I started initially in the Marketing Planning department, responsible for forecasting, marketing expenditure, along with volume and margin planning. A large element of my job revolved around reporting, and I spent my first couple of months automating the many reports to allow more time for analysis.
Near Christmas I was asked to move to the Managing Director’s office, to work as the Strategy and Business Planning graduate. At first, I felt a bit overwhelmed as the role involved a lot of high-level stakeholder engagement; something I had no prior experience in, but I quickly settled in.
I have been in that role since January and have thoroughly enjoyed the opportunities, from going to new model launches and ‘disruption days’, to coordinating companywide presentations and hosting European colleagues.
I won the Managing Director’s award for Teamwork, sponsored by the Marketing Director at Nissan GB. I felt very proud and humbled to have achieved this, and I will continue to work as hard as I can!

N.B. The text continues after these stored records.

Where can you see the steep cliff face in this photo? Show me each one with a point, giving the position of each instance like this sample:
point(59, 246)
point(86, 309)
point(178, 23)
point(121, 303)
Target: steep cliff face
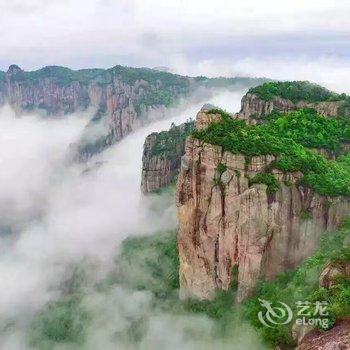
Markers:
point(161, 158)
point(226, 225)
point(338, 338)
point(121, 97)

I recognise from time to time how my experience at Lancaster helped me achieve where I am today. Problem-solving and critical thinking are two key skills which, without undergoing that university experience, would not have been developed to the extent they have been for me now. Having to research, critique and pick at academic papers for the MKTG 316 essay in Consumer Behaviour, or think ‘big picture’ in MKTG 301 Strategy changed the way I approached situations. I have become more critical, more aware and confident. Often times I find at work there are certain ways of doing things which haven’t changed, and at first I took them for granted, but over time I have been challenging these processes and finding ways to improve, which has led to many efficiencies.
Work life, of course, is very different to uni life. The challenge of work is managing a large volume of workload which tends to be relatively straightforward, whereas academia is typically much more intellectually challenging. I found that I really had to improve my organisation skills after university, as I am involved in a lot more things now.
If there is one piece of advice I can suggest to fresh graduates who are also beginning their career, it is to always think about the end-user. Be customer-focused, no matter who your customer may be – your boss, stakeholders, actual consumers etc. Make the experience around what you do the best it can be, and when you leave that job it should be in a better position than when you began.
To sum up – university experience has been essential in my development. I’m grateful for the learning experience at Lancaster, have enjoyed the first year of my career, and am excited for what is yet to come!